I would simply avoid ANY or look for short-biased trades if after earnings it fails to trigger that breakout and then drops back below some key near-term support levels at $3.11 to its 52-week low of $2.98 a share with high volume. If we get that move, then ANY will set up to enter new 52-week-low territory below $2.98, which is bearish technical price action. Some possible downside targets off that mover are $2.50 to $2 a share.

Digital Ally

My final earnings short-squeeze trade idea is Digital Ally  (DGLY - Get Report), which produces digital video imaging and storage products for use in law enforcement, security, and commercial applications in the U.S. and internationally. Digital Ally is set to release numbers on Wednesday after the market close. There are currently no Wall Street analysts' estimates available for Digital Ally ahead of this quarter.

The current short interest as a percentage of the float for Digital Ally is extremely high at 22.7%. That means that out of the 3.26 million shares in the tradable float, 740,000 shares are sold short by the bears. The bears have also been increasing their bets from the last reporting period by 10.8%, or by about 71,000 shares. If the bears get caught pressing their bets into a bullish quarter, then shares of DGLY could easily explode sharply higher post-earnings as the bears move quick to cover some of their bets.

From a technical perspective, DGLY is currently trending above both its 50-day and 200-day moving averages, which is bullish. This stock has been uptrending strong over the last three months and change, with shares moving higher from its low of $10 to its recent high of $18.40 a share. During that uptrend, shares of DGLY have been making mostly higher lows and higher highs, which is bullish technical price action. That move has now pushed shares of DGLY within range of triggering a big breakout trade post-earnings above some key near-term overhead resistance levels.

If you're in the bull camp on DGLY, then I would wait until after its report and look for long-biased trades if this stock manages to break out above some key near-term overhead resistance levels at $17 to $18.40 a share with high volume. Look for volume on that move that hits near or above its three-month average action of 584,676 shares.
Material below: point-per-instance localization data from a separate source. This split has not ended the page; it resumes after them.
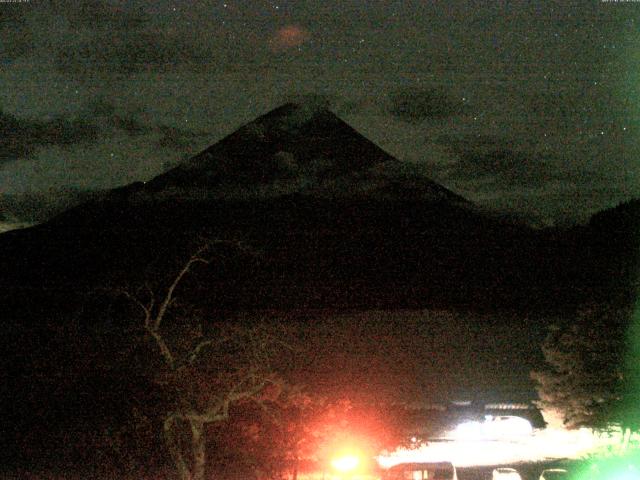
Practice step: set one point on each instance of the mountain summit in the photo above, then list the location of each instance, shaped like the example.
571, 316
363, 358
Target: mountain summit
296, 148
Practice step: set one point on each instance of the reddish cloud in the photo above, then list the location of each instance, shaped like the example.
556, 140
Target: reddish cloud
289, 36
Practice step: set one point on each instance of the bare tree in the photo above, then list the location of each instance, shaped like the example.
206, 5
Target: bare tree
209, 367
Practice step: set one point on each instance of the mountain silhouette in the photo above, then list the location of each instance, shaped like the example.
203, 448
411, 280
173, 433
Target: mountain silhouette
295, 148
338, 223
338, 237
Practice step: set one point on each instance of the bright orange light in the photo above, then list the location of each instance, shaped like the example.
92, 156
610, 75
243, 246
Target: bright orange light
346, 463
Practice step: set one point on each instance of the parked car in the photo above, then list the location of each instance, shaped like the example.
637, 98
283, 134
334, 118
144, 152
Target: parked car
421, 471
554, 474
505, 473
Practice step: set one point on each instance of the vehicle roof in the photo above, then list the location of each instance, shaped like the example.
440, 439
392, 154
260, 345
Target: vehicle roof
401, 466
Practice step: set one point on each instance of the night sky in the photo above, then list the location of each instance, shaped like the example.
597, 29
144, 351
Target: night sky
529, 106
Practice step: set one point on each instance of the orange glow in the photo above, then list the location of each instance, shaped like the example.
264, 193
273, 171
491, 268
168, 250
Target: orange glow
346, 463
289, 36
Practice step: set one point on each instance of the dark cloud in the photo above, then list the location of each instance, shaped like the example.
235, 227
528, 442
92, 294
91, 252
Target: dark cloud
101, 108
131, 53
15, 33
100, 16
20, 137
177, 138
490, 158
416, 105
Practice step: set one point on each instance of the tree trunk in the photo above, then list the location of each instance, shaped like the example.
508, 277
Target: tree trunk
199, 449
175, 450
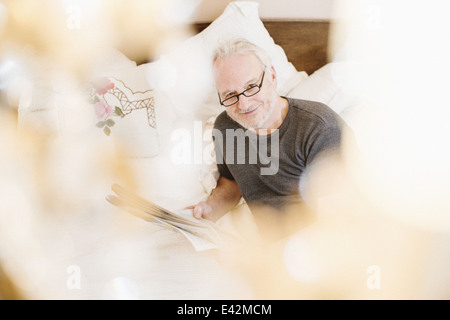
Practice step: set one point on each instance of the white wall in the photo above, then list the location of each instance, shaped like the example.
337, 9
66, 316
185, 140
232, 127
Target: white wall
208, 10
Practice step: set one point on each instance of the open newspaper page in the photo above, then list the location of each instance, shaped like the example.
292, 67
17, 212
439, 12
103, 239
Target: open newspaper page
202, 234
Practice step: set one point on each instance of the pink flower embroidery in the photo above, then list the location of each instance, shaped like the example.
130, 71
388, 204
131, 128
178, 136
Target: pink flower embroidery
103, 85
102, 110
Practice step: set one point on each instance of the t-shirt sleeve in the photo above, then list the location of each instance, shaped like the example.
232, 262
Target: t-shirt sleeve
325, 142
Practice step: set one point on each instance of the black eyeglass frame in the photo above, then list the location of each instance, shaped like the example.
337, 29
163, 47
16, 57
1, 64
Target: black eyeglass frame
243, 93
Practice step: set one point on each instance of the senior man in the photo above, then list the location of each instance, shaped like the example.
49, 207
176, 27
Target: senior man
264, 142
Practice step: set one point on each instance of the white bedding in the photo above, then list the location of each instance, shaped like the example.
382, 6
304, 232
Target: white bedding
67, 242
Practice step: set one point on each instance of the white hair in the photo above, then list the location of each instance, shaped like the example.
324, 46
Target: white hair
236, 46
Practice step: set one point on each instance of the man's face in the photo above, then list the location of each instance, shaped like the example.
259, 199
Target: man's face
238, 73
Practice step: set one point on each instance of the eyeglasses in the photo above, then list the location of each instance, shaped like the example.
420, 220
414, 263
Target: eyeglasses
254, 89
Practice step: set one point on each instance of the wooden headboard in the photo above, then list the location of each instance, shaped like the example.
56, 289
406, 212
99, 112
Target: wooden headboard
304, 41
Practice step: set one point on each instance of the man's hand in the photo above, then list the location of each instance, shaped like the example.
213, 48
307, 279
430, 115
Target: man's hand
222, 199
202, 210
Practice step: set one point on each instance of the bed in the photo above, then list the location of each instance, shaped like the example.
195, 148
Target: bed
166, 104
159, 143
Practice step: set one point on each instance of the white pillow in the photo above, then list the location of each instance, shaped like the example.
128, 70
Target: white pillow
336, 84
186, 77
136, 114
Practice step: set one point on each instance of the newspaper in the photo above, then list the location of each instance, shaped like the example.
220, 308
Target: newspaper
203, 234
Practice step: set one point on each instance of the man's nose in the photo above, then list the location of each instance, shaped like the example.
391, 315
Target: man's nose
244, 102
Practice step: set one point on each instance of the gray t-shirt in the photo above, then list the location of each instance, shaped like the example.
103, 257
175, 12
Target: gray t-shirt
268, 168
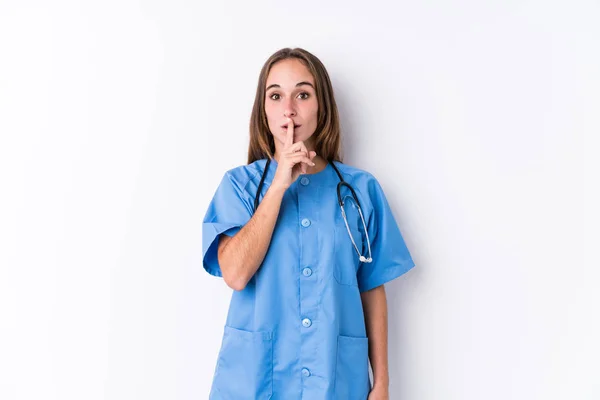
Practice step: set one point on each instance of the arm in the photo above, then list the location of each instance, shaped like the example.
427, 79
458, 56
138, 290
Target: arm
241, 255
376, 320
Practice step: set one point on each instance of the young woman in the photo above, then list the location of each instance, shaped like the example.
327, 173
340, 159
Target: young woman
307, 243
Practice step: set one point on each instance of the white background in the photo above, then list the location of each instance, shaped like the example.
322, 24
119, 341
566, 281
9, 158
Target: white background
118, 119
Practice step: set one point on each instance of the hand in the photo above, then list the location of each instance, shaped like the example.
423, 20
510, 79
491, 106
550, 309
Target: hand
379, 393
293, 161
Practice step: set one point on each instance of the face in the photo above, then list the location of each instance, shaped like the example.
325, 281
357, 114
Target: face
291, 93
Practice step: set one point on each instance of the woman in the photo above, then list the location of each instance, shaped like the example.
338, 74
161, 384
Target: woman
308, 308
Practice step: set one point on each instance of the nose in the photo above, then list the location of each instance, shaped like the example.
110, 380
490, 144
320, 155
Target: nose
289, 110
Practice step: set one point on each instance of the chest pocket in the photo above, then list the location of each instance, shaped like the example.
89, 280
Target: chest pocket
346, 259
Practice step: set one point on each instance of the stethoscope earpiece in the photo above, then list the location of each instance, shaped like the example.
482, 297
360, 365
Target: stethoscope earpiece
355, 204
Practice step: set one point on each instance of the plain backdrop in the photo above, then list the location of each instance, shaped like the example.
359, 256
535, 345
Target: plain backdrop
119, 118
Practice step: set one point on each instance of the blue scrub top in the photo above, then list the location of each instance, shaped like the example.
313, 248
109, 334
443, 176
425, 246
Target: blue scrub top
297, 330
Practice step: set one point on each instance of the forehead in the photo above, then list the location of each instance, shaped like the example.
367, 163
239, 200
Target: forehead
289, 72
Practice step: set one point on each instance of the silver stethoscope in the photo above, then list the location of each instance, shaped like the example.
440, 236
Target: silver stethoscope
341, 202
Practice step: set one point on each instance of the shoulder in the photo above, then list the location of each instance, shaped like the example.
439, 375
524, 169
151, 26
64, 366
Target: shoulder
357, 176
241, 175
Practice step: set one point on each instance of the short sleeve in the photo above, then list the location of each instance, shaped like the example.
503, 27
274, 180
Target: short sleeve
390, 255
227, 213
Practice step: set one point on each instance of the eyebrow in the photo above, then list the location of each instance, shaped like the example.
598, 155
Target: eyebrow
297, 84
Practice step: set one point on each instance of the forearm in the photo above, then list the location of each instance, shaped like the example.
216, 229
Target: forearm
241, 255
376, 320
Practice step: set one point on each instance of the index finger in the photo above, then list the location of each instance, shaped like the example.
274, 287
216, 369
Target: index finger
289, 139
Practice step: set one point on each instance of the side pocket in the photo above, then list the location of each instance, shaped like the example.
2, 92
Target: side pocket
352, 368
244, 366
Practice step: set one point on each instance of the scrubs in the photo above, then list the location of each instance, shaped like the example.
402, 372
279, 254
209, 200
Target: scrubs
297, 330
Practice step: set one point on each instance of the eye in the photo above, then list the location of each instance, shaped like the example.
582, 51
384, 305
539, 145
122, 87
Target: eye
306, 94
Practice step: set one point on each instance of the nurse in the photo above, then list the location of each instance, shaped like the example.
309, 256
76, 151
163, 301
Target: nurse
306, 314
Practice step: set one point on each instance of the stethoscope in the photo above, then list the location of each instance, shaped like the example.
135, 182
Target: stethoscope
341, 202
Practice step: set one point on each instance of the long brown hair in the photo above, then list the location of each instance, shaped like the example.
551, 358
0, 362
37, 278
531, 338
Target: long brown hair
327, 133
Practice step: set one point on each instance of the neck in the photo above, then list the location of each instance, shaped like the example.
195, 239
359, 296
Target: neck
320, 162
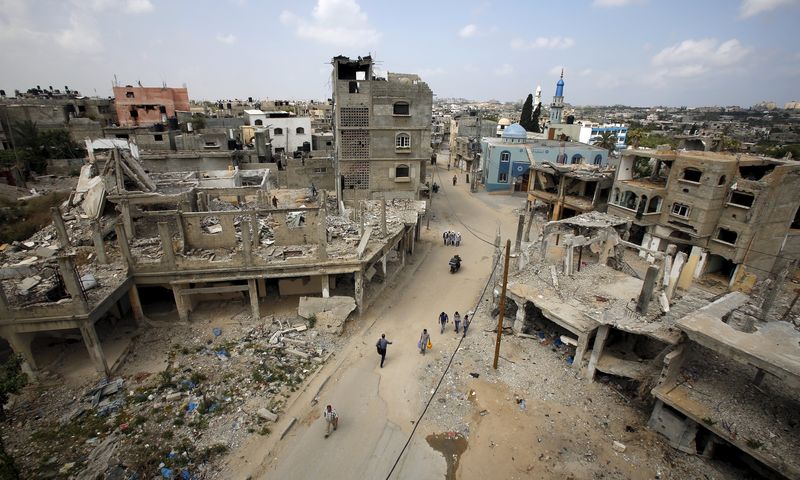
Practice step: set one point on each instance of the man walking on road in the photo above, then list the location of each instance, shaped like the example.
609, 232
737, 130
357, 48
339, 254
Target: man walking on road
423, 341
331, 420
443, 320
382, 343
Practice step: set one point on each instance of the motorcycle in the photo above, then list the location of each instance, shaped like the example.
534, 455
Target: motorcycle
455, 264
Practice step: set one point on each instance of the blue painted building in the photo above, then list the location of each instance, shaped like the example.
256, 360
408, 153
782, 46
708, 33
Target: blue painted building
506, 161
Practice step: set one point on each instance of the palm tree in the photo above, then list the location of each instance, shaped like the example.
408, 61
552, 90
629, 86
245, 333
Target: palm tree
633, 137
607, 140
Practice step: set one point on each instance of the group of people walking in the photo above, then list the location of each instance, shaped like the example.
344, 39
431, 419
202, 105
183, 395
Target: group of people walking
451, 238
444, 319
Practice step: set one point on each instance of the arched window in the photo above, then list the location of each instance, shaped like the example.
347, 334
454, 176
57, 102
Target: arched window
402, 141
401, 108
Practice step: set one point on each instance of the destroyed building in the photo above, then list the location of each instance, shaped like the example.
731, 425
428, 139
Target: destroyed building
382, 130
722, 369
126, 235
569, 190
141, 106
737, 216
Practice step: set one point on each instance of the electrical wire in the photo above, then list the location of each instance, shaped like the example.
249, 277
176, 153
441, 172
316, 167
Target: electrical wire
444, 373
452, 211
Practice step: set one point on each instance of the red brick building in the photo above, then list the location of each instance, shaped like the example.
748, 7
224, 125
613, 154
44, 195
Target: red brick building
148, 105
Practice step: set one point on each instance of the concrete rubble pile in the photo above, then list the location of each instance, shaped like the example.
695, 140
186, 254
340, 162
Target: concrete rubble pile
219, 386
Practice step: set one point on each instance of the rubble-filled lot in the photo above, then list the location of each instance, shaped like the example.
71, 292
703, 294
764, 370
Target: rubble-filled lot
537, 417
220, 385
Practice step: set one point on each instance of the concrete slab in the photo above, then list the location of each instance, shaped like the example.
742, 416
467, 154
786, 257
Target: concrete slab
774, 347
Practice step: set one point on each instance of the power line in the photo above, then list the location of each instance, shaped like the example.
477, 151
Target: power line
452, 210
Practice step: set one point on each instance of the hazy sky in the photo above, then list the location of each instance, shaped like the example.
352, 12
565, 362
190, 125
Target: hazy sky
635, 52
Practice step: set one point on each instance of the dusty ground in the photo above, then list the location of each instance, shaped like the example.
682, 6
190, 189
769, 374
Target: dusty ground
534, 417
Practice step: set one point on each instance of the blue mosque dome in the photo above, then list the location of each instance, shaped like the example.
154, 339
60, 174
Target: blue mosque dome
560, 85
515, 130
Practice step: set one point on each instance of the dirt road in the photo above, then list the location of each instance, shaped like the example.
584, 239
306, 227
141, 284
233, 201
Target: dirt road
378, 406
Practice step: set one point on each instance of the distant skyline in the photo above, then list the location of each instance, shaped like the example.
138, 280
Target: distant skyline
632, 52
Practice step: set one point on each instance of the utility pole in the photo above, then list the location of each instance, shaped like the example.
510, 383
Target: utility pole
502, 306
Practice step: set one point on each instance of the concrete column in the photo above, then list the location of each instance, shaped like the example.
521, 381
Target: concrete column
99, 246
519, 319
72, 282
529, 224
94, 347
125, 248
383, 216
253, 291
61, 228
358, 291
127, 221
181, 305
5, 312
569, 257
647, 289
580, 350
181, 231
256, 237
520, 228
166, 245
136, 305
247, 246
675, 273
326, 286
21, 344
597, 350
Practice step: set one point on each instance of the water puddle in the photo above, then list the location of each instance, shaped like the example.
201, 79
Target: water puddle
451, 445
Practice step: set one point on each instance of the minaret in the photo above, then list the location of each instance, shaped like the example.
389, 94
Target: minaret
558, 101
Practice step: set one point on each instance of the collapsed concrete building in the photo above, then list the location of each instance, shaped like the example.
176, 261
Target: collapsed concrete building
382, 130
737, 216
194, 235
569, 190
721, 368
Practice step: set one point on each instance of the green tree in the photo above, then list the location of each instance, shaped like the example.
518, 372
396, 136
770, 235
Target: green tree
536, 128
527, 113
12, 379
634, 137
607, 140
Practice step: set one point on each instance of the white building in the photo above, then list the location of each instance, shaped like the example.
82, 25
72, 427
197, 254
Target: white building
287, 132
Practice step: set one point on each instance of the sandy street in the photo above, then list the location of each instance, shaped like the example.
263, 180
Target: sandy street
378, 407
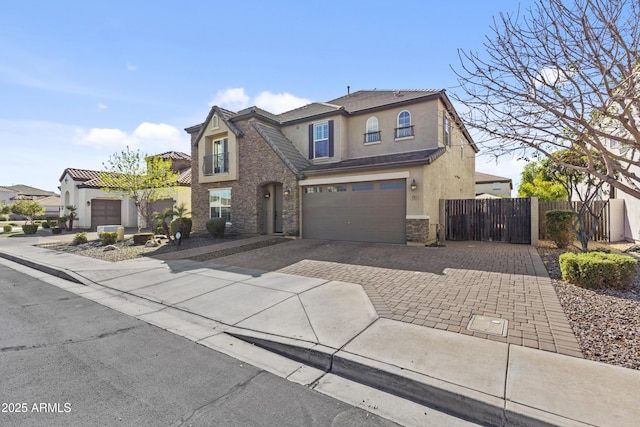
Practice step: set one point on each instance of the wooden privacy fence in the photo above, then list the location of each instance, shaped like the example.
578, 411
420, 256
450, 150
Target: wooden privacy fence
603, 225
490, 220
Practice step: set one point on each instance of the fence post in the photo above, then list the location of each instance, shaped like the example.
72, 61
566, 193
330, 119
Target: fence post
442, 219
535, 224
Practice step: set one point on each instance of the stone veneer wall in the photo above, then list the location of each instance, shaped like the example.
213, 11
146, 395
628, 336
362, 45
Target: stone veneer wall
258, 165
417, 230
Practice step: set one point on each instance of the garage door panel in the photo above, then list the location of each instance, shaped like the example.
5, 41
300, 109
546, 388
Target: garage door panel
368, 211
106, 212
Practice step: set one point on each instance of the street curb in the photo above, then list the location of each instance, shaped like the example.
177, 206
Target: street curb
455, 400
54, 271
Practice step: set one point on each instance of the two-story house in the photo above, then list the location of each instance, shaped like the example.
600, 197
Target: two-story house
368, 166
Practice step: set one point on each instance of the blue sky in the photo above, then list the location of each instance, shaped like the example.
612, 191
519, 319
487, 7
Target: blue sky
82, 80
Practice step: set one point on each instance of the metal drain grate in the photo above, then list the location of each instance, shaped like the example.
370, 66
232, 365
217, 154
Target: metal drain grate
488, 325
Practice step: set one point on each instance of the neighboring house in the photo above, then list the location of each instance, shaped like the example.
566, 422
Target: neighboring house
368, 166
493, 185
82, 188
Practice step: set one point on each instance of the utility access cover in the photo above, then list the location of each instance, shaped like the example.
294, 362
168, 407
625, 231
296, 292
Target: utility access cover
488, 325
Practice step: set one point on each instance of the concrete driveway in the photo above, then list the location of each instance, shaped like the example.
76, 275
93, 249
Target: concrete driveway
437, 287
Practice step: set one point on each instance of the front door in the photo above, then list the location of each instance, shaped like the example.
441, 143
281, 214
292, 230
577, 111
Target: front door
273, 208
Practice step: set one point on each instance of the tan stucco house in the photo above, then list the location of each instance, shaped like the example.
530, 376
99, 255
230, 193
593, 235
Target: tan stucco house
493, 185
368, 166
82, 188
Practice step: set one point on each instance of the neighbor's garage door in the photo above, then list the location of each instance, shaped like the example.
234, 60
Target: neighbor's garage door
105, 212
362, 212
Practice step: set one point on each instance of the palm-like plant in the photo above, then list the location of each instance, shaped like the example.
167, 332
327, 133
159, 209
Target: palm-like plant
71, 215
167, 214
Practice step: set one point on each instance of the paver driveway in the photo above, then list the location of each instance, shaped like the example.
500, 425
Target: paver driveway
436, 287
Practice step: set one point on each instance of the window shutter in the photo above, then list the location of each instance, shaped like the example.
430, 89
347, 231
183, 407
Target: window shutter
311, 141
330, 138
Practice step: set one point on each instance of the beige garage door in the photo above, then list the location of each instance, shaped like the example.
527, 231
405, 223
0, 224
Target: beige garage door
105, 212
362, 212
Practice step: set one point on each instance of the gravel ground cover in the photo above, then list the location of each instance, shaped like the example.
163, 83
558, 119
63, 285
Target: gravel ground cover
606, 323
126, 249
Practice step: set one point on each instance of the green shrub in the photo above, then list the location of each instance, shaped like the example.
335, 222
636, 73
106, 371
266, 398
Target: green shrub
108, 237
30, 228
142, 238
559, 224
598, 270
174, 227
216, 226
80, 238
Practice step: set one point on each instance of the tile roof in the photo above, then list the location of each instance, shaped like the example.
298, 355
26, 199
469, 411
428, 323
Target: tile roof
80, 174
283, 147
49, 201
30, 191
485, 177
309, 110
370, 99
173, 155
422, 157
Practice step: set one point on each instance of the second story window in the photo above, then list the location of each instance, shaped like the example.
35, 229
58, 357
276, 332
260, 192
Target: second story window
218, 161
446, 131
404, 129
321, 140
372, 134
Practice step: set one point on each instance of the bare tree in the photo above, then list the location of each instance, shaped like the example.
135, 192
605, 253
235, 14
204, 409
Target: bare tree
585, 187
563, 75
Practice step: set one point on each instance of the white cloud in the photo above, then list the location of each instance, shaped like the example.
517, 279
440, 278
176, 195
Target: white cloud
103, 138
279, 102
233, 99
151, 138
236, 99
156, 131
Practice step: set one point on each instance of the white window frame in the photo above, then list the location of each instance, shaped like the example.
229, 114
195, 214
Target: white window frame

If that breakout materializes post-earnings, then DGLY will set up to re-test or possibly take out its next major overhead resistance levels at $23.75 to$25 a share, or even $27 a share.

I would avoid DGLY or look for short-biased trades if after earnings it fails to trigger that breakout, and then drops back below some key near-term support levels at $15.62 at $14.40 a share with high volume. If we get that move, then DGLY will set up to re-test or possibly take out its next major support levels at its 200-day moving average of $13.26 to $12.78 a share, or even $12.13 to $11 a share.

This article is commentary by an independent contributor. At the time of publication, the author held no positions in the stocks mentioned.